The Best Buy Pulse

Best Buy engaged ESI Design to re-envision the lobby experience of their corporate headquarters in Minneapolis. The existing space had been devoted to a “History Wall” that depicted pivotal moments in the company’s founding and growth. Our challenge was to envision an experience that would weave together Best Buy’s past, present, and future into an engaging experiential narrative.

Our concept – The Best Buy Pulse – is a network of screens and monitors throughout the building’s ground floor that aggregate real-time news and data about the company, its employees, and the physical space of the lobby itself. These data feeds were drawn from discrete exhibits throughout the space that focused on different aspects of Best Buy’s corporate culture and identity, history, leadership, employees, and customers.

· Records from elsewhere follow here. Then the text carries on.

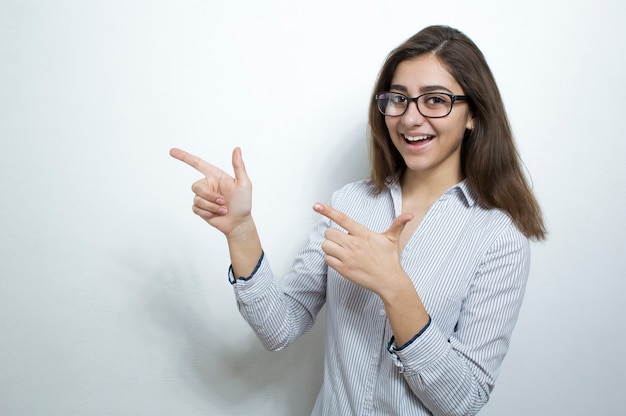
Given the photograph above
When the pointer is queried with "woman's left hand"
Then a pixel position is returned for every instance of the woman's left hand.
(362, 256)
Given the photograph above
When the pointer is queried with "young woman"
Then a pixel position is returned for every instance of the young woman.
(423, 267)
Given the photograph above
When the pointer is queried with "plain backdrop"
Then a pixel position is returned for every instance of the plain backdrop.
(113, 294)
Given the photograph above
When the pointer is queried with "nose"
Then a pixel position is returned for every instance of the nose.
(412, 116)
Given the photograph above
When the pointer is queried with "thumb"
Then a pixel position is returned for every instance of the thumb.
(394, 231)
(239, 167)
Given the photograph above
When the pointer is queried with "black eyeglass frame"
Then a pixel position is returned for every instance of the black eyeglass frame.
(453, 98)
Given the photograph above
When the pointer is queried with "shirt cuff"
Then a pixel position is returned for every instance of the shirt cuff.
(420, 352)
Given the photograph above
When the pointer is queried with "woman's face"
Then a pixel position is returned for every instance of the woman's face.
(429, 146)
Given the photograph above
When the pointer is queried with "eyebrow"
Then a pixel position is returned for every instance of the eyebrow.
(425, 89)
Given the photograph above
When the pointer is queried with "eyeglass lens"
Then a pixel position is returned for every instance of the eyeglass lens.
(429, 105)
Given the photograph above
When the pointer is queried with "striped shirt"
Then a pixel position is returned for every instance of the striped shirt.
(469, 266)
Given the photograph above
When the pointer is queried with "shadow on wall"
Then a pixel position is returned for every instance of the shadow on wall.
(192, 315)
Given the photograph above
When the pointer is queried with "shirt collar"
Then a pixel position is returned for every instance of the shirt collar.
(463, 188)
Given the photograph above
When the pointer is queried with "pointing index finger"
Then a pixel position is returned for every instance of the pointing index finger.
(192, 160)
(338, 217)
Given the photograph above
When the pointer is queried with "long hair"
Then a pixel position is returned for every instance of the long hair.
(489, 159)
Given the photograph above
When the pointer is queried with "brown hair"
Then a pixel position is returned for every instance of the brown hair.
(489, 158)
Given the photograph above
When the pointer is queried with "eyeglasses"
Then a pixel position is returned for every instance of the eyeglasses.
(432, 104)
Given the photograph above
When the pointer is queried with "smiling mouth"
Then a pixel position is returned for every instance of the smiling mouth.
(414, 139)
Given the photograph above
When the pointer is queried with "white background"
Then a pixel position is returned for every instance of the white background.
(113, 295)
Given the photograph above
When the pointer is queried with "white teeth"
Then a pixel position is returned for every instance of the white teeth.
(416, 138)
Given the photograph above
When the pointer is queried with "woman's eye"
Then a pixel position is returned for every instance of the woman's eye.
(397, 99)
(436, 99)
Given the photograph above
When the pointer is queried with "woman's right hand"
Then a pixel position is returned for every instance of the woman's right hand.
(221, 200)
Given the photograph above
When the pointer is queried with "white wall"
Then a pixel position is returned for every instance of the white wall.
(113, 295)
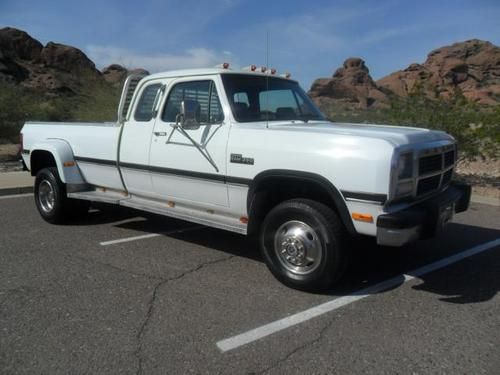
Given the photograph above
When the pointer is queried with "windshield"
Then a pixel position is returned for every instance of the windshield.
(258, 98)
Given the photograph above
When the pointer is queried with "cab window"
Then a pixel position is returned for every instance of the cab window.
(145, 106)
(204, 92)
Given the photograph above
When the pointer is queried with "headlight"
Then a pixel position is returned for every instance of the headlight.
(405, 166)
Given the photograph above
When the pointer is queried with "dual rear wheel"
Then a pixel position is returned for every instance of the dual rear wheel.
(51, 200)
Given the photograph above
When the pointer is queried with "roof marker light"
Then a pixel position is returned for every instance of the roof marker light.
(250, 68)
(223, 66)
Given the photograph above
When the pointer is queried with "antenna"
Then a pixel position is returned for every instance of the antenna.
(267, 79)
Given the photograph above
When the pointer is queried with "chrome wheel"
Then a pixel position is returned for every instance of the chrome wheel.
(298, 247)
(46, 196)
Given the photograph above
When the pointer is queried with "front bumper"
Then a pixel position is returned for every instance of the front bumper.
(423, 220)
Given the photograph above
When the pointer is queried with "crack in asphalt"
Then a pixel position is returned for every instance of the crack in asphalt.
(290, 354)
(22, 289)
(149, 313)
(116, 268)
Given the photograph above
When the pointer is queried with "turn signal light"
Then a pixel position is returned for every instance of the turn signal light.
(366, 218)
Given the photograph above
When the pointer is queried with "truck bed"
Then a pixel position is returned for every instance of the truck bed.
(97, 141)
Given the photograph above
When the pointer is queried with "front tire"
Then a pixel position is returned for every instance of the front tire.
(51, 200)
(302, 242)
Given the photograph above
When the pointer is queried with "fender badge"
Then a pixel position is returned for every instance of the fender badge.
(239, 159)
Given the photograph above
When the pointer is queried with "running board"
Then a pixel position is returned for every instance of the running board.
(100, 195)
(210, 218)
(187, 213)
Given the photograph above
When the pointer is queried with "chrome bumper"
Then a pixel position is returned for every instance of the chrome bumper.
(423, 220)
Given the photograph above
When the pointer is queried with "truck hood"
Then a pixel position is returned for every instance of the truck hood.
(396, 135)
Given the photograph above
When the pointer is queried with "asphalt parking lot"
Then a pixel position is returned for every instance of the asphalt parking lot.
(124, 292)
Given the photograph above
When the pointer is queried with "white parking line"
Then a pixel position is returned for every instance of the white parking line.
(292, 320)
(16, 196)
(150, 235)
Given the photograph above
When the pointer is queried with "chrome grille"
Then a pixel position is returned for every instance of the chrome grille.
(435, 169)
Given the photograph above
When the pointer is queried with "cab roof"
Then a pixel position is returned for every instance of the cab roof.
(209, 71)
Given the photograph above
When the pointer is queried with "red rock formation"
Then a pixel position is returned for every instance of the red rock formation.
(472, 66)
(351, 86)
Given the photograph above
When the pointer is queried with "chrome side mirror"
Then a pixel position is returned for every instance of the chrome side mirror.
(189, 117)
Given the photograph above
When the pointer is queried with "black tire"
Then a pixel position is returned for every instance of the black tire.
(51, 200)
(299, 224)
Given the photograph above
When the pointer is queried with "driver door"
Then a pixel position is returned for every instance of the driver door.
(189, 164)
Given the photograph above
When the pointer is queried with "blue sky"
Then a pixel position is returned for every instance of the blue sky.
(308, 38)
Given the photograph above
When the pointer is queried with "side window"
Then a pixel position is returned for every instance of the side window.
(144, 110)
(204, 92)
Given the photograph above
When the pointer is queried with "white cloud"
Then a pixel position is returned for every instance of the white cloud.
(190, 58)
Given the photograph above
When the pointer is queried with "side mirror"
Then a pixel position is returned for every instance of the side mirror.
(189, 118)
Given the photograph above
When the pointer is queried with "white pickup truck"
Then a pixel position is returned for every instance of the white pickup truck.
(249, 152)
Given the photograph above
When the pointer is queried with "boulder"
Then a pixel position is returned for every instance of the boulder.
(351, 85)
(17, 44)
(472, 66)
(67, 58)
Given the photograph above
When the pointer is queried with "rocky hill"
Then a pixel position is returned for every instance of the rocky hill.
(351, 85)
(54, 69)
(473, 67)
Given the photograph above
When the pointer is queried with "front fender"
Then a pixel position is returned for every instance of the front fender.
(64, 158)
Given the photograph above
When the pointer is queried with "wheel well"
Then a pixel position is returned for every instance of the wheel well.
(41, 159)
(273, 190)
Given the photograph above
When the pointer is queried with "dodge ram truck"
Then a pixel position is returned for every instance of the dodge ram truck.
(247, 151)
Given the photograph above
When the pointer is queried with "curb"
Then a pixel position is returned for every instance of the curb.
(485, 200)
(16, 190)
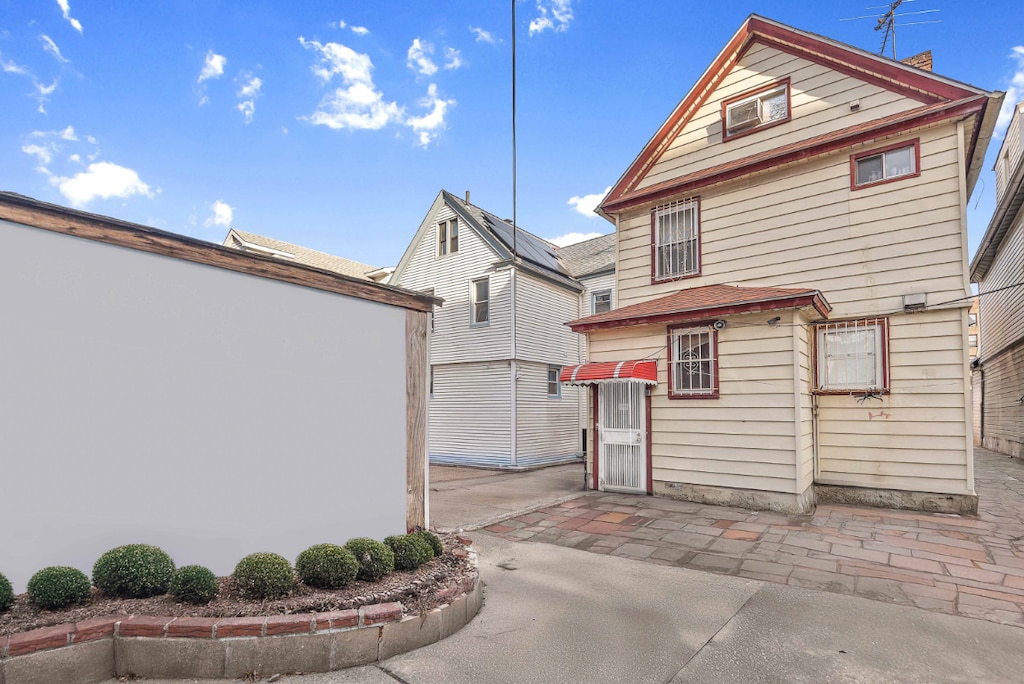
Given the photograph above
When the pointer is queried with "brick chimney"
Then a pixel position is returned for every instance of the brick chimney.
(922, 60)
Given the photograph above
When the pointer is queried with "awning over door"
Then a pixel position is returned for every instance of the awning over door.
(644, 371)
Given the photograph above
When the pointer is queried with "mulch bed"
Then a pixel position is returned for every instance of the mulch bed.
(417, 590)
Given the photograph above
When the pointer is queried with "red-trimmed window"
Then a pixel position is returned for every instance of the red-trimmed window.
(852, 355)
(693, 362)
(884, 165)
(676, 240)
(767, 105)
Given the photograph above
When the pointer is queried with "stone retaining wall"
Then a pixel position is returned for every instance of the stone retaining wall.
(97, 649)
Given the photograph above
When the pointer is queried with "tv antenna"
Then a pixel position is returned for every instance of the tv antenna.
(887, 22)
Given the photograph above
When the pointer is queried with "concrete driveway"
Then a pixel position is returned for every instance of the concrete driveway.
(470, 498)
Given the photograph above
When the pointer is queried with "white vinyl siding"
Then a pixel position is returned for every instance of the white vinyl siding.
(470, 414)
(548, 429)
(914, 437)
(454, 340)
(803, 226)
(745, 438)
(820, 103)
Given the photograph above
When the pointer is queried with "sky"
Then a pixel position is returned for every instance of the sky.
(334, 125)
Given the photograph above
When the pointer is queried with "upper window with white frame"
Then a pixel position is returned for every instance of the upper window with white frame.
(676, 239)
(693, 362)
(448, 237)
(880, 166)
(852, 355)
(479, 301)
(756, 109)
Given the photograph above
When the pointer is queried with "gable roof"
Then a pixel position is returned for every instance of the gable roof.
(591, 257)
(708, 301)
(926, 87)
(534, 254)
(250, 242)
(83, 225)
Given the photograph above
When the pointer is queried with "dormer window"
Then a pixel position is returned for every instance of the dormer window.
(448, 237)
(756, 109)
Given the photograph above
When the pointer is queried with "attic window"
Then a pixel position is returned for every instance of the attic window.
(756, 109)
(880, 166)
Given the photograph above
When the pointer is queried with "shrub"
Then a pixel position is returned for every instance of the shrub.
(327, 566)
(410, 551)
(263, 575)
(194, 584)
(133, 570)
(6, 594)
(375, 559)
(435, 544)
(58, 587)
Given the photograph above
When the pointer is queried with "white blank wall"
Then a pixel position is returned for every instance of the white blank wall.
(214, 414)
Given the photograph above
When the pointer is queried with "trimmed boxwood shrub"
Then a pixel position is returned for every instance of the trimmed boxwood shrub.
(327, 566)
(58, 587)
(435, 544)
(194, 584)
(263, 575)
(375, 559)
(6, 594)
(410, 551)
(133, 570)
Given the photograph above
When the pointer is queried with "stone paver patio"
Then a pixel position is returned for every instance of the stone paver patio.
(970, 566)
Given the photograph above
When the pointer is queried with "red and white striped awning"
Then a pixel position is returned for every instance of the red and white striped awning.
(644, 371)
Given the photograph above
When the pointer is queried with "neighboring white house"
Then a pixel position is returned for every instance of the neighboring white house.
(160, 389)
(792, 286)
(500, 341)
(998, 270)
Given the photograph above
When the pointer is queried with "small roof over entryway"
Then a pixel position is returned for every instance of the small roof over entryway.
(710, 301)
(644, 370)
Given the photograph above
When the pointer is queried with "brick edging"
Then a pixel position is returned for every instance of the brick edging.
(386, 623)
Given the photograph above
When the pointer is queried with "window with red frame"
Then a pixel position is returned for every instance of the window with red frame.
(693, 365)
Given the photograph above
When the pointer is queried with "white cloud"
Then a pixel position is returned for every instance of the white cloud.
(453, 58)
(428, 126)
(9, 67)
(358, 31)
(247, 96)
(222, 215)
(66, 10)
(482, 36)
(586, 204)
(419, 57)
(572, 238)
(43, 155)
(1015, 91)
(100, 180)
(52, 48)
(357, 104)
(213, 67)
(553, 14)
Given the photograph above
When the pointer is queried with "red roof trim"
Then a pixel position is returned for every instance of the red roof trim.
(819, 145)
(702, 313)
(587, 374)
(908, 82)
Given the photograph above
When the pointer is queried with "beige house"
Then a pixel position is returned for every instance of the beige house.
(998, 377)
(792, 286)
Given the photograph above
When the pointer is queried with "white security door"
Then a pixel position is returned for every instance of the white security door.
(622, 430)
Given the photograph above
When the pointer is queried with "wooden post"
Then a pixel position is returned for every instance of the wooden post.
(416, 419)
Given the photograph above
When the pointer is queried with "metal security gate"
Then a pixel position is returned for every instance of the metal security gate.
(623, 436)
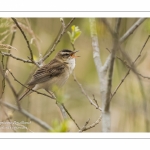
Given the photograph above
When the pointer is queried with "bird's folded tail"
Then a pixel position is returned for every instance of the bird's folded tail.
(28, 91)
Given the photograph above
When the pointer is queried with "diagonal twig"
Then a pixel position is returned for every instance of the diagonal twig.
(24, 112)
(132, 29)
(30, 50)
(64, 28)
(83, 91)
(139, 55)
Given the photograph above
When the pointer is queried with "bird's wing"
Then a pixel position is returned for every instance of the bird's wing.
(45, 73)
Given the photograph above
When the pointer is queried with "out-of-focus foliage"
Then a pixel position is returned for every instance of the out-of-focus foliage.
(60, 126)
(74, 34)
(130, 107)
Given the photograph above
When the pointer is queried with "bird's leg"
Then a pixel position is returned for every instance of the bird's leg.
(52, 95)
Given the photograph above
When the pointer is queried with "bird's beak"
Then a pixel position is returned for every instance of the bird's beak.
(73, 54)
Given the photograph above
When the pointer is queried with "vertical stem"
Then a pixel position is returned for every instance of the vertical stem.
(101, 70)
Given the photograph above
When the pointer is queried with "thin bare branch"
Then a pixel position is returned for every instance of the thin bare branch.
(3, 81)
(85, 127)
(30, 50)
(83, 91)
(131, 67)
(17, 58)
(70, 116)
(118, 22)
(24, 112)
(64, 28)
(132, 29)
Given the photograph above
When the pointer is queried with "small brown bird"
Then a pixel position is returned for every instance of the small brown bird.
(55, 73)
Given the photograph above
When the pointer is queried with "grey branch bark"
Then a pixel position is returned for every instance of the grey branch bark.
(106, 81)
(132, 29)
(101, 70)
(24, 112)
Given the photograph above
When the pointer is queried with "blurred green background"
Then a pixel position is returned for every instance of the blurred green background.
(130, 107)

As an Interaction Designer on the project, I collaborated with a team of Physical, Visual and Motion Graphics Designers on the initial concept for two of the Pulse’s main exhibits Best Buy World and Best Buy People. World included a large-scale, multi-touch map interface for employees visiting from around the world, which enabled them to access data about their stores and view tweets and internal message board posts from employees within their region or store. People injected a moment of conviviality into the inevitably hectic pace of a major corporate hub by inviting passersby to pause, play, or reflect in front of a series of interactive mirrors. This installation also tracked and reported the number of passersby in a given day (this was part of the data set made available to the Pulse), providing insight into the scale of visitor traffic

I contributed to the concepting and ideation of these two exhibits and assisted in the design of storyboards and mockups for each. I also collaborated with the team’s other Interaction Designer to create a series of video mirror prototypes in Processing (building off of my Particle Mirror project). In addition to demo-ing these prototypes for the Best Buy team in-person, we also created a short video of them in-situ, based on the physical design team’s elevation renderings.